I like the design. The “circle in a round square” is contemporary and forward looking, but it isn’t going to look dated in 10-20 years. It reminds me of Brew chronographs, which are significantly cheaper, but not so cheap that I’ll ever buy one 🙂
I am fond of the shape, even if the whole package is a bit daring for my tastes. I have to deliberately avoid using the term ‘trendy’ as that is not what this is.
They do have nice watches, and we had them in our luxury bazaar and always thought they were underpriced. I always found them a bit small since they want to appeal to the ladies more than the men in case the men don’t buy them. It’s weird, not much different than Bulgari making a watch, but there is some “difference” in that the Hermes seems like a fashion add on or poseur material than a true watch.
I honestly thought these were only available directly through Hermès. I’m no value expert, but I figured that they’d cost more, given what they charge for other things, so thanks for that confirmation. The movement is by Vaucher, which is related to Parmigiani.

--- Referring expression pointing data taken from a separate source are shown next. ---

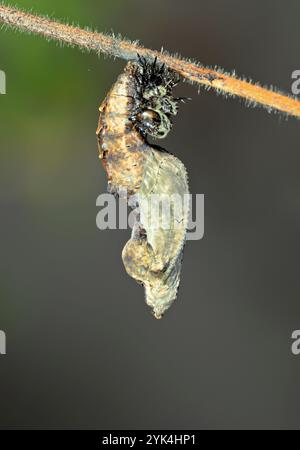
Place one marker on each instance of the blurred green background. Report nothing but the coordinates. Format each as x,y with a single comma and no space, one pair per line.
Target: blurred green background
83,349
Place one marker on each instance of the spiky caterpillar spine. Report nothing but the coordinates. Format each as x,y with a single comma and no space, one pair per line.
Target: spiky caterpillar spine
140,103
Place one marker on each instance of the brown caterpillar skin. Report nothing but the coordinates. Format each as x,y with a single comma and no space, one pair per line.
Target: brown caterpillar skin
153,255
121,147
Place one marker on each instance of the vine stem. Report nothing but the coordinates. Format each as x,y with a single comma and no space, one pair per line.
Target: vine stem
225,83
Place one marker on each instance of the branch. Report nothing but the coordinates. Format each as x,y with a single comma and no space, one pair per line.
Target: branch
222,82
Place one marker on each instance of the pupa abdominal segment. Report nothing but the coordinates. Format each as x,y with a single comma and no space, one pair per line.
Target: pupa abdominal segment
141,104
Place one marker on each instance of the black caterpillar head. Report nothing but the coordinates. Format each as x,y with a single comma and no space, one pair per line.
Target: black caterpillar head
155,102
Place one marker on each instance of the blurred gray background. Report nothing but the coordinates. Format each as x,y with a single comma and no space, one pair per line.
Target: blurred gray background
83,350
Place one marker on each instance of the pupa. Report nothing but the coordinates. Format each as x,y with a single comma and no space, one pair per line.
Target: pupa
141,104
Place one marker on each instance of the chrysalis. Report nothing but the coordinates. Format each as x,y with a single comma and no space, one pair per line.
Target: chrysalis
141,104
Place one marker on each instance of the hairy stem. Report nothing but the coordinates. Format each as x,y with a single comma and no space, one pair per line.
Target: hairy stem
122,48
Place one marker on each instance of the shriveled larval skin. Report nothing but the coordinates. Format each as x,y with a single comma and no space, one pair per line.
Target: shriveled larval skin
153,255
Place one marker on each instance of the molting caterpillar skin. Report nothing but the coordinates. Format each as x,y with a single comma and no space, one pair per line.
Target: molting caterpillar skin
141,104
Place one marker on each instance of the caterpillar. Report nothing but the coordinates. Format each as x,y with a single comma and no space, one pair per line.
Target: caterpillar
140,104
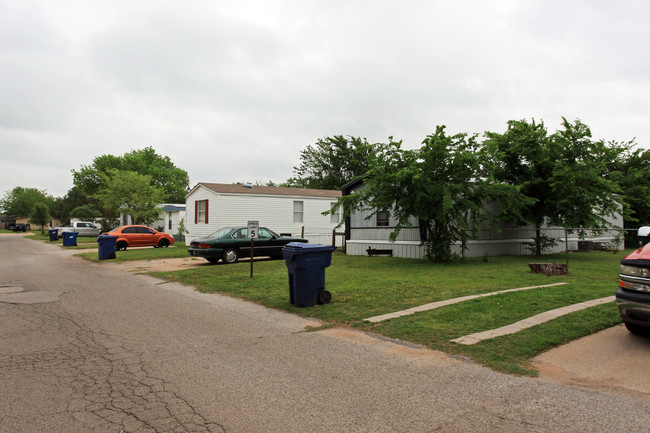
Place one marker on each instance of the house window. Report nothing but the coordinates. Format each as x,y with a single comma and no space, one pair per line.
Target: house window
201,212
335,217
382,219
298,211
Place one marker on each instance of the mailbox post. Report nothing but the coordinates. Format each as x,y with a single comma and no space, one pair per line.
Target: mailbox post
253,229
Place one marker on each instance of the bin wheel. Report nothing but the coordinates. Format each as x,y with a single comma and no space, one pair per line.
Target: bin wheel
324,297
230,256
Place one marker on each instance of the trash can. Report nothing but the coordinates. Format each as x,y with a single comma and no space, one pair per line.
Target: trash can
70,239
306,265
106,246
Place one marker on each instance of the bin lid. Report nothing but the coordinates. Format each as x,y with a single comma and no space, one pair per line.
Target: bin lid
305,248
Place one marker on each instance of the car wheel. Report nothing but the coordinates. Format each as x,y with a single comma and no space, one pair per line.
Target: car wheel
637,329
230,256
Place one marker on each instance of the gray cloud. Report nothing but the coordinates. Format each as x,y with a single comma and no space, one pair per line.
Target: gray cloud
233,92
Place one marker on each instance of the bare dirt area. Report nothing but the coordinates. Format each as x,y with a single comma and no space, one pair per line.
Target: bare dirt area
161,265
612,360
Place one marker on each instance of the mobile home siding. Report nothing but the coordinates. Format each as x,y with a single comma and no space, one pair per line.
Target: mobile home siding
274,211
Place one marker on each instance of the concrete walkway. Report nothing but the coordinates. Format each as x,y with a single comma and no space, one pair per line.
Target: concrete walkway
531,321
434,305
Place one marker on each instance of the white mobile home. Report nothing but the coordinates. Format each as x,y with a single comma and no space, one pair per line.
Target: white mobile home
362,233
211,206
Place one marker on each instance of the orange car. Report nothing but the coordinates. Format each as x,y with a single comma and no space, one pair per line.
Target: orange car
140,236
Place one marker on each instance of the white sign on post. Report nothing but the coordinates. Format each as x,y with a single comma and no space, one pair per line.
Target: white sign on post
253,228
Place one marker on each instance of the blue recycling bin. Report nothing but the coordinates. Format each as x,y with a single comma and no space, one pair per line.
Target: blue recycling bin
306,265
106,246
70,239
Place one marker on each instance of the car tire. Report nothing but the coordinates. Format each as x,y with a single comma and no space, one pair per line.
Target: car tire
231,255
637,329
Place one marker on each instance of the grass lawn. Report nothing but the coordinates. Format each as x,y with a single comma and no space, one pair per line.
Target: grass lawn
177,250
363,287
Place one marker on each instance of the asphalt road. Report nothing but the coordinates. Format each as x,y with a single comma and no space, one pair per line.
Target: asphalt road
95,349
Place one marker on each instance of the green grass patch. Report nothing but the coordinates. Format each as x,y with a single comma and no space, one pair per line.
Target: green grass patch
363,287
83,242
177,250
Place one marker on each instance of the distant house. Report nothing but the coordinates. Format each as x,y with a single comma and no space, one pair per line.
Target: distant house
172,216
211,206
362,233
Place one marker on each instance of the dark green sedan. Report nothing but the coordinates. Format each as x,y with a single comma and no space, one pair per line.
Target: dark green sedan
230,243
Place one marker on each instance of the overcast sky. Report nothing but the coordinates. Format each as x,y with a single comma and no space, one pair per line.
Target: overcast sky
233,91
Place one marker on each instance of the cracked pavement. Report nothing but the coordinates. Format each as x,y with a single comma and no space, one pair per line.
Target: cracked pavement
117,352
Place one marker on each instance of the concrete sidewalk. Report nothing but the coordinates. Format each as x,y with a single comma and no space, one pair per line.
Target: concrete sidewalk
434,305
531,321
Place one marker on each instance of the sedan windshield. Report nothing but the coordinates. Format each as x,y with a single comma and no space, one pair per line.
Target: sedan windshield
221,232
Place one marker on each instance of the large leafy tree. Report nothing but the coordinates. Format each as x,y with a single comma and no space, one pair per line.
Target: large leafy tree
21,201
567,174
440,184
131,193
75,204
40,215
170,180
332,162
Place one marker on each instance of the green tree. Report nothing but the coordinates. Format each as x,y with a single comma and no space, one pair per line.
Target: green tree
21,201
567,174
40,215
439,184
332,162
131,193
64,207
84,212
171,181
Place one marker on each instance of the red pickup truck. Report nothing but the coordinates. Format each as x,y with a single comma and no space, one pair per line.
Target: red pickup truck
633,294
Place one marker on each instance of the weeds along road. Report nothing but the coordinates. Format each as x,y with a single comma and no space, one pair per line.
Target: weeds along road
87,348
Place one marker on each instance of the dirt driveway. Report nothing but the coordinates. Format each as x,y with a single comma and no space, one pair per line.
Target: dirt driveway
611,360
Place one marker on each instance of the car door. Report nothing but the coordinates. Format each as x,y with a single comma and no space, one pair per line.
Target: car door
131,235
147,236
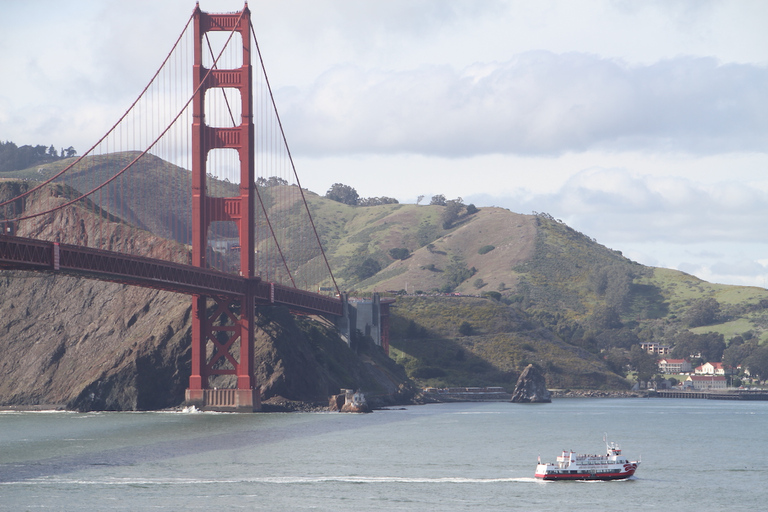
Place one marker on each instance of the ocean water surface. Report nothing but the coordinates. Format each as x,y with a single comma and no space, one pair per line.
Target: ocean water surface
696,455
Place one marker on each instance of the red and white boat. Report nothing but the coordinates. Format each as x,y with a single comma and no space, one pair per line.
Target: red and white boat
572,466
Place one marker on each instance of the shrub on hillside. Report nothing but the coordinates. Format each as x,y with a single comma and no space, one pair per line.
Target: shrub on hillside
485,249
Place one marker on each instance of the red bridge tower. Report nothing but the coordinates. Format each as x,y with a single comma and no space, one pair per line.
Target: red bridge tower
223,327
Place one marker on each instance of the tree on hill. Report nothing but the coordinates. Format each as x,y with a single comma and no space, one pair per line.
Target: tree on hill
342,194
15,158
710,345
438,200
368,268
272,181
399,253
451,212
376,201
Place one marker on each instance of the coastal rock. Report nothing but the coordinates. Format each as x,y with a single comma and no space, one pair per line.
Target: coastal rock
531,387
349,401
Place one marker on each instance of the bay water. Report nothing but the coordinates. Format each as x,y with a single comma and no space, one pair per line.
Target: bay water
696,455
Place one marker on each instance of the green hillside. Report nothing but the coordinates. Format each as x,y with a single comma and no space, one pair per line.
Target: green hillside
528,287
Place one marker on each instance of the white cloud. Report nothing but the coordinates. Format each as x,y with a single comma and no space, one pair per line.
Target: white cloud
537,103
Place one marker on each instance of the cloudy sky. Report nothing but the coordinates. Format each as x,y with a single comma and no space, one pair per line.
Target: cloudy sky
643,124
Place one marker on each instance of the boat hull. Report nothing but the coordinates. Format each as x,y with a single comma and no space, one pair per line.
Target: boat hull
586,476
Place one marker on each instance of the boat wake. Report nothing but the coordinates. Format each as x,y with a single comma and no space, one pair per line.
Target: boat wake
274,480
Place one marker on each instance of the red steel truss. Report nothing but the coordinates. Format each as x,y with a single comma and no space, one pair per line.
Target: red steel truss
232,320
27,254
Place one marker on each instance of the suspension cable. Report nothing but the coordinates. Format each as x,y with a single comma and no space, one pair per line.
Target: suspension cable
290,159
142,154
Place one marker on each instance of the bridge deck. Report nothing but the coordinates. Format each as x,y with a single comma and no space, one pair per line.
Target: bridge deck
17,253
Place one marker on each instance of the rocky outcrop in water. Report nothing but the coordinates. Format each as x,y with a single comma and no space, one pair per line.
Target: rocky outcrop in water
531,387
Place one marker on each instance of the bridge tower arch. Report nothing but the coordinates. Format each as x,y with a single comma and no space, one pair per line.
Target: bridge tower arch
222,324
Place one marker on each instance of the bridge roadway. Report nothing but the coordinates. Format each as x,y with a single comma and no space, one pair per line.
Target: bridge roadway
18,253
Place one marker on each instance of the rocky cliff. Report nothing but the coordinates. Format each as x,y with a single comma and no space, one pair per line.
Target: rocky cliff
89,345
531,387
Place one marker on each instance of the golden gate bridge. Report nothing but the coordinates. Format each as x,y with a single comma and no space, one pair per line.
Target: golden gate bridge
193,190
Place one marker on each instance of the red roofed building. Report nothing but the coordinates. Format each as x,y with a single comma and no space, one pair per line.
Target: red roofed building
713,369
674,366
705,382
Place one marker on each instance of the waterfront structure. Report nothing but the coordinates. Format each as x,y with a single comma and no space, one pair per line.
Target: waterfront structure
674,366
705,382
653,347
713,369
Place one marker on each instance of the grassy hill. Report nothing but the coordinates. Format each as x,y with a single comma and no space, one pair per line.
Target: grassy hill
528,287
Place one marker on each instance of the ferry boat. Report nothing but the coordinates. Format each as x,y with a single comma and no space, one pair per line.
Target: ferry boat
572,466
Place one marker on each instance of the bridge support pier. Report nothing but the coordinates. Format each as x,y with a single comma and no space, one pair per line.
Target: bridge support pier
224,400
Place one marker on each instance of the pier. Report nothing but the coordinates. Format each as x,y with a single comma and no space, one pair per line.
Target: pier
741,394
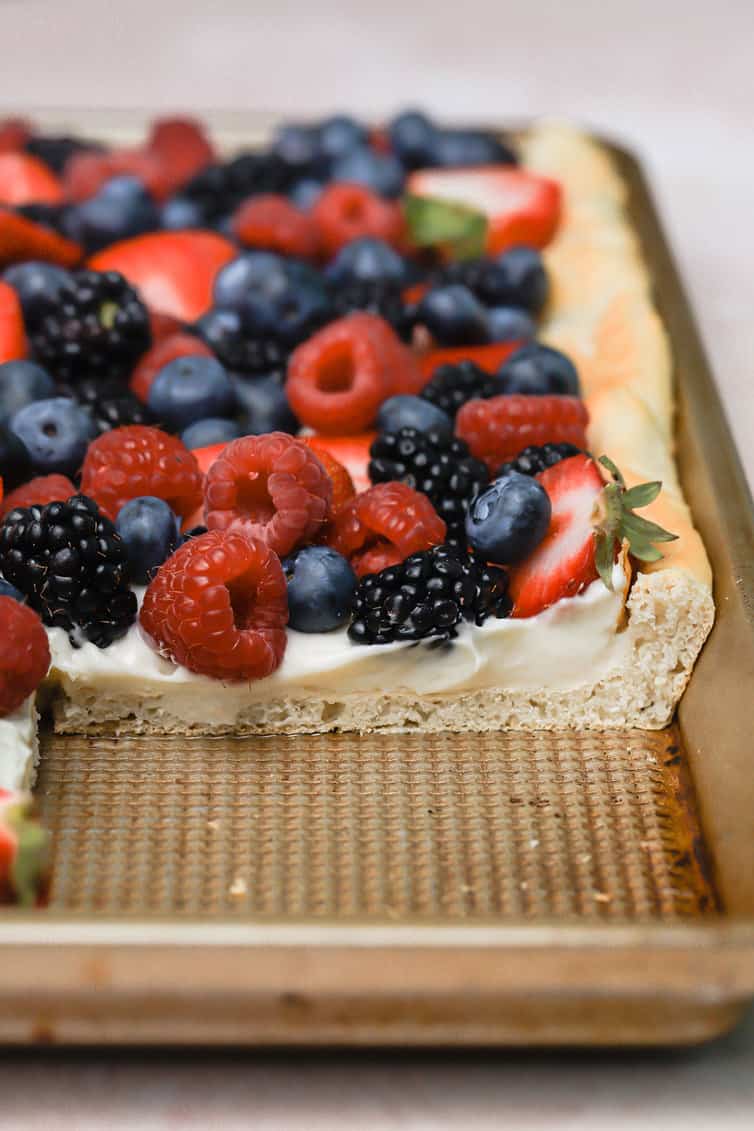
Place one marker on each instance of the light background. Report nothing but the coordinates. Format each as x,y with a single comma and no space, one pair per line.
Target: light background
672,78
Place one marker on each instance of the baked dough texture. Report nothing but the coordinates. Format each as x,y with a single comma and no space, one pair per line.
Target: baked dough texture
600,313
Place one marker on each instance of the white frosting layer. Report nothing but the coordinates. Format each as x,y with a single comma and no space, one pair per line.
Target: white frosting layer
18,747
572,644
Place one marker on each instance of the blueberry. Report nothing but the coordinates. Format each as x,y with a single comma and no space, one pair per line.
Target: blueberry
321,586
305,192
366,260
190,389
57,433
9,590
469,147
15,460
508,520
537,370
211,430
339,135
453,316
20,383
381,172
263,405
405,411
300,148
413,138
149,531
181,213
120,209
37,286
517,278
510,324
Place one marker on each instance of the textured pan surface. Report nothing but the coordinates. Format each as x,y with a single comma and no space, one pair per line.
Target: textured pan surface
536,826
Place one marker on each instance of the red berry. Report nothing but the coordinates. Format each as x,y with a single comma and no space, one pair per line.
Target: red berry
138,460
346,212
41,491
383,526
270,486
24,654
338,379
219,606
270,222
159,354
497,429
343,485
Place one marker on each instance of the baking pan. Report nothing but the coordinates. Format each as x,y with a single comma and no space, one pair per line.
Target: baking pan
511,889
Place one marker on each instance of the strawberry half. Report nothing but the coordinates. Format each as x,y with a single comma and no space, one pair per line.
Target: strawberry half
589,521
173,272
519,206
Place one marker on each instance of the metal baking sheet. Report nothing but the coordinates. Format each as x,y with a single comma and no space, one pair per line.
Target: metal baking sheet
591,888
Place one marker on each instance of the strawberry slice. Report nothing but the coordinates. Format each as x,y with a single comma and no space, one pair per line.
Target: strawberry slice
12,335
22,239
487,357
590,519
520,207
27,180
173,272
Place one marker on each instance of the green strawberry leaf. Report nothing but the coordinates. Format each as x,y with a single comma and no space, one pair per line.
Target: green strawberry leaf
434,223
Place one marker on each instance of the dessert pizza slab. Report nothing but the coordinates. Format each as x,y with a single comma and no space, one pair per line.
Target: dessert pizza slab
557,880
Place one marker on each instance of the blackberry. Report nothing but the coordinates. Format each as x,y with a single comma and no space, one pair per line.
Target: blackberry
96,326
55,149
442,469
111,403
427,595
451,386
378,298
71,564
533,459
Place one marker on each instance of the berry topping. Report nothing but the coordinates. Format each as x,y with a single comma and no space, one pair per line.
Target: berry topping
96,326
348,212
40,491
339,378
55,433
436,465
451,386
427,595
273,488
271,223
536,370
383,526
71,564
24,654
138,460
219,607
149,533
159,354
497,429
508,520
321,586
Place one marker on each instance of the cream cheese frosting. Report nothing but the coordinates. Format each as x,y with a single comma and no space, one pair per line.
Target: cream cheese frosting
572,644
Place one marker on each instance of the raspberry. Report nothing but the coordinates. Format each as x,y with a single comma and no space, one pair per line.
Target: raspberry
138,460
497,429
343,485
42,490
346,212
273,488
24,654
338,379
157,356
270,222
219,606
383,526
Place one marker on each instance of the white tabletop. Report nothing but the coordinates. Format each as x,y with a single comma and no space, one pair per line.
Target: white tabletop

I believe there was talk of this being a more masculine, pure men’s watch without fallback on unisex purchasing, but I saw it as an informality aspect instead.
You’d be surprised the things you can get at department stores or jewelers, if you’re a good enough client, you can find some sweet deals. We got a Cartier Santos in Rose Gold on trade-in and I hmmm and hawed about the 4k price at the time, boy was I stupid.
count me disappointed that “savoir faire” didn’t link to Billy joel’s track from Oliver.
also, color me surprised that nobody has partnered with Bethesda to sell a mechanical watch with actual Elder Scrolls runes. Watchmakers may want to avoid the fat antisocial dude demographic but there are only so many Indian doctors and Crazy Rich Asians in this world.
The point was that Savoir-Faire was everywhere, thus the … uh… Klondike Kat reference.
Using totally weird ‘numerical’ indices is done surprisingly little. The Arabic character numerals on some international Seiko models seem to be a somewhat desirable novelty. It’s a perfectly lazy but almost surefire trick for the right small production number to use Klingon or some other oddball numbering system.